In 1936 the facilities were sold to a Tønsberg-dominated company that aimed to modernize for fine-paper production on a single paper machine. In 1947 A/S Vittingfoss Bruk bought a Yankee machine with a 92-inch working width from A/S Bamble Bruk; the hollander section was expanded the next year, and in 1952 the premises were enlarged and the company's largest paper machine rebuilt, with the aim of raising production by 30 to 40 percent. Until the 1950s Vittingfoss produced both wood-containing and wood-free paper grades, but from then on it concentrated on wood-containing grades based on pulp from its own mill, and colored paper became a specialty.

=== New difficulties ===

The 1960s and 1970s were difficult for Vittingfos Tresliperi og Papirfabrik, as for many other wood-processing companies, but the company pressed ahead.

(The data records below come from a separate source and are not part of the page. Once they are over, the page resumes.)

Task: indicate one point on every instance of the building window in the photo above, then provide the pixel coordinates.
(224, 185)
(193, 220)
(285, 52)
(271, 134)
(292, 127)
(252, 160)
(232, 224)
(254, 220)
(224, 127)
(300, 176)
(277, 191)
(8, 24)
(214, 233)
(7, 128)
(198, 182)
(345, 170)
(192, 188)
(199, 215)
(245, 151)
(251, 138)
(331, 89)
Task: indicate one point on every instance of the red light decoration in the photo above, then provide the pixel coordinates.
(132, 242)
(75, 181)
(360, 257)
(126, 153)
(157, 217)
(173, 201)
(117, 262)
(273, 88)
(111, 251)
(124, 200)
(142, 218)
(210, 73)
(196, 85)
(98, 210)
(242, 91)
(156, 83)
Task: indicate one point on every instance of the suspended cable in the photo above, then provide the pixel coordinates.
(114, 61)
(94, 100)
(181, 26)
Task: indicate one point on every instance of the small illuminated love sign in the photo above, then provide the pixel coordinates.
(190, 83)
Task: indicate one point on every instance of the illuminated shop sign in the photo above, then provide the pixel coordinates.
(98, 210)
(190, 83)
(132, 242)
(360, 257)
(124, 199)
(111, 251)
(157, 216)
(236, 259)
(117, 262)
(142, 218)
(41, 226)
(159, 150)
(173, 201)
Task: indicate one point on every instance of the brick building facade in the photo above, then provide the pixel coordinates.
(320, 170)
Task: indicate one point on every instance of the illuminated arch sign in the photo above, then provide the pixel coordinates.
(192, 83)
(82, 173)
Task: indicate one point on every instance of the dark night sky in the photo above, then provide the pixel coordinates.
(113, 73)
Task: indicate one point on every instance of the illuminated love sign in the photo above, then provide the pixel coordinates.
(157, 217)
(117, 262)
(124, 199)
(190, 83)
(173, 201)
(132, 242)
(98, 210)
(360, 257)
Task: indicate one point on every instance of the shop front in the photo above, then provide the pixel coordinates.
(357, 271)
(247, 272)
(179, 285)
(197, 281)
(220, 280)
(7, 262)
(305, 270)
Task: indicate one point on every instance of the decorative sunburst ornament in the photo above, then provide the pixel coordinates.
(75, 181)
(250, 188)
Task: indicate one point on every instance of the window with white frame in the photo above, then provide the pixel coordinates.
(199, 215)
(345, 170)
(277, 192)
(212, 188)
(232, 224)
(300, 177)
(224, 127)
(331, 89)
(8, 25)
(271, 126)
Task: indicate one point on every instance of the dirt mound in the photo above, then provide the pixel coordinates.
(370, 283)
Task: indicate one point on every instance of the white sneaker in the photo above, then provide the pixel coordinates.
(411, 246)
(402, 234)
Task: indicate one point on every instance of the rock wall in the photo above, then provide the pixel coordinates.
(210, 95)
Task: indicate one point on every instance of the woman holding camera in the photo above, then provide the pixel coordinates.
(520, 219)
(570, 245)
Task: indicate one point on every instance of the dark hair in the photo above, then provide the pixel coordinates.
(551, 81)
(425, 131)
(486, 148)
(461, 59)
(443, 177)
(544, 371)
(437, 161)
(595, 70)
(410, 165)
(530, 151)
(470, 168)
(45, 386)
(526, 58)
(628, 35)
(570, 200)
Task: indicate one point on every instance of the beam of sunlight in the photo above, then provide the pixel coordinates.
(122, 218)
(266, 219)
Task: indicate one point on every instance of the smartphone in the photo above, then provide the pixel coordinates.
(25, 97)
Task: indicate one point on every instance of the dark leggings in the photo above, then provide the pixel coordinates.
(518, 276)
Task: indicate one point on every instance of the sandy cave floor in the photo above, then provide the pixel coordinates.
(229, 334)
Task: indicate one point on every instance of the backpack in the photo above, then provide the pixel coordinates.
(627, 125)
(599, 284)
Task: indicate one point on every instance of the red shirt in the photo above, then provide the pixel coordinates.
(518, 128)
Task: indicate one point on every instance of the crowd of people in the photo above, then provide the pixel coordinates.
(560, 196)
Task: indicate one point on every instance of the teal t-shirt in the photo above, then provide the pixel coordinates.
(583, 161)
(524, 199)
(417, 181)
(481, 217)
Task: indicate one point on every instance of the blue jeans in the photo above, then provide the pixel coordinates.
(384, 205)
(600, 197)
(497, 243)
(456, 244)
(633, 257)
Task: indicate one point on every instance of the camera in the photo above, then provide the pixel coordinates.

In 1974 it leased the premises of the closed Vestfos Cellulose in Øvre Eiker and began production there with about 100 employees, but operations at Vestfossen stopped again after little more than a year, and a shortfall in orders brought layoffs at Hvittingfoss too.

The management saw that prices for the factory's paper types were not keeping pace with rising production costs, and turned the focus toward more refined paper ranges that could fetch higher prices. To that end it began cooperating with the Englishman Len Carrington Moule, who had developed recipes for copying pulp for self-copying paper, and in 1976–1977 the factory invested in a new coating unit for such paper and also took up recycled-pulp production. The debt, however, was too large.

A/S Vittingfoss went bankrupt in the summer of 1978, with creditors owed 53 million kroner and 113 employees facing the loss of their jobs. Many took hope when, only a couple of weeks later, the estate administrators won the probate court's approval to form an interim company, AS Nye Vittingfoss, to run the factory for at least a year; it bought the facilities from the estate for 5.5 million kroner. Beset by technical and financial problems, the new Vittingfoss company also went bankrupt in 1980. This time the estate administrators sold off the stocks and production equipment, and the factory's largest paper machine was dismantled and shipped to India, bringing paper production at Hvittingfoss to a definitive end.

== Bibliography ==

- Evju, Hans (1934). «Vittingfoss Bruk», in Skogeieren no. 2, 1934.
- Kittilsen, Ingolf (1947). Vittingfossen i industriens tjeneste 1647–1947. Oslo: Fabritius & Sønners forlag.
- Tråen, Even (2001). «Vannet som energikilde», in Livet langs Numedalslågen. pp. 144–156.